After one year as nontenure track faculty at UTSW, Dr. Bates became an assistant professor of pediatrics at The Ohio State University/Nationwide Children’s Hospital in 1999. He was tenured and promoted to associate professor in 2007. In 2008, Dr. Bates accepted the position of division chief of pediatric nephrology and the director of the pediatric nephrology fellowship program UPMC Children’s Hospital of Pittsburgh and the University of Pittsburgh School of Medicine. Dr. Bates was promoted to professor of pediatrics in 2014. In 2016, Dr. Bates assumed the role of Vice Chair of Basic Research in the Department of Pediatrics at the University of Pittsburgh School of Medicine.

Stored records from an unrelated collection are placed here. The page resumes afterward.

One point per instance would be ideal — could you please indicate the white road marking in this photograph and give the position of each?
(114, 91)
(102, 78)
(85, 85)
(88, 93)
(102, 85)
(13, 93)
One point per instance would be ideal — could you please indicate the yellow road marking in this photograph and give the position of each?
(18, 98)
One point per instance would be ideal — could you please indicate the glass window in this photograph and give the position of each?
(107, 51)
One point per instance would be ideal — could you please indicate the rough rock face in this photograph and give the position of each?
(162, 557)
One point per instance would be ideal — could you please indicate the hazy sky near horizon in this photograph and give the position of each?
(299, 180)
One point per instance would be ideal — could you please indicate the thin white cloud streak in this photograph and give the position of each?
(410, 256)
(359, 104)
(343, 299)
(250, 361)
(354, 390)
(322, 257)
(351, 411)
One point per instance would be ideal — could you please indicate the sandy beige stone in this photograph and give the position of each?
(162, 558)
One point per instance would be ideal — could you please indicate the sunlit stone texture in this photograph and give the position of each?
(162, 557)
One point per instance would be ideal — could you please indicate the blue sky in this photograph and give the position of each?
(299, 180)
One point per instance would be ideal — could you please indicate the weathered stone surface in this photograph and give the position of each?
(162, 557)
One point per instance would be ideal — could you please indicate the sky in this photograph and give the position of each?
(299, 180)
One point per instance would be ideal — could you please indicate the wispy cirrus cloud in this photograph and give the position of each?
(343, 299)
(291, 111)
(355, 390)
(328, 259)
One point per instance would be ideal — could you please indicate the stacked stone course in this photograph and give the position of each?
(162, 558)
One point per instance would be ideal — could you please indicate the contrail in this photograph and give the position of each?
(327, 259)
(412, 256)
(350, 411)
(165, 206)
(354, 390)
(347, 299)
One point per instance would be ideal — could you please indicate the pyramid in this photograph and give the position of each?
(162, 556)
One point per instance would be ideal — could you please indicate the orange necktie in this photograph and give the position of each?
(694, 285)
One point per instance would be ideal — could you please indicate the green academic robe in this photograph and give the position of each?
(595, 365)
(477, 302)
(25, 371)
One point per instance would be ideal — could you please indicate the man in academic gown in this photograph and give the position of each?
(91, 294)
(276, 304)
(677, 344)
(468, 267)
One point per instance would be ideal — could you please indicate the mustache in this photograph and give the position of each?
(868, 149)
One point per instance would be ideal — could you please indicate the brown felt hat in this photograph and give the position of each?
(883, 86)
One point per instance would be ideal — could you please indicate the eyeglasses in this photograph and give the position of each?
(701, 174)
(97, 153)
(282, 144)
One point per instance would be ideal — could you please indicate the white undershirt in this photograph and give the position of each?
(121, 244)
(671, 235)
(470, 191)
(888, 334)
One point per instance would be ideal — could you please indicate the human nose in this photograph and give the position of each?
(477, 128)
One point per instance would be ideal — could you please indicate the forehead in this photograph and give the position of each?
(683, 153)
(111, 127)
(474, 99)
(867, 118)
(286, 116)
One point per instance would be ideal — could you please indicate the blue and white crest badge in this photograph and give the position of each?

Dr. Bates’ research is focused on the role of fibroblast growth factor receptors (FGFRs) and their adapter binding proteins in kidney and lower urinary tract development and disease in murine models. Utilizing conditional and global knockout approaches to manipulate expression of FGFRs 1 and/or 2 and their adapter proteins, his lab has uncovered many novel roles for the receptors in multiple lineages and at different stages of kidney and lower urinary tract development. These murine lines often mimic many of the congenital forms of kidney and bladder disease that are leading causes of renal and lower urinary tract disease in children. Recently, the lab has identified novel roles for FGFR2 in protecting against bladder urothelial injury and driving early regeneration of outer urothelial layers after cyclophosphamide infusion.

Dr. Bates was elected to the Society for Pediatric Research in 2002 and was elected to the SPR Council in 2016. Since beginning his tenure on the SPR Council, Dr. Bates has been a member of the Mentoring Work Group and the Finance Committee. He also is actively participating in writing an SPR perspectives manuscript that will offer strategies for early stage pediatric clinician-scientists (and their institutional leadership) to increase their chances of success in obtaining external research funding.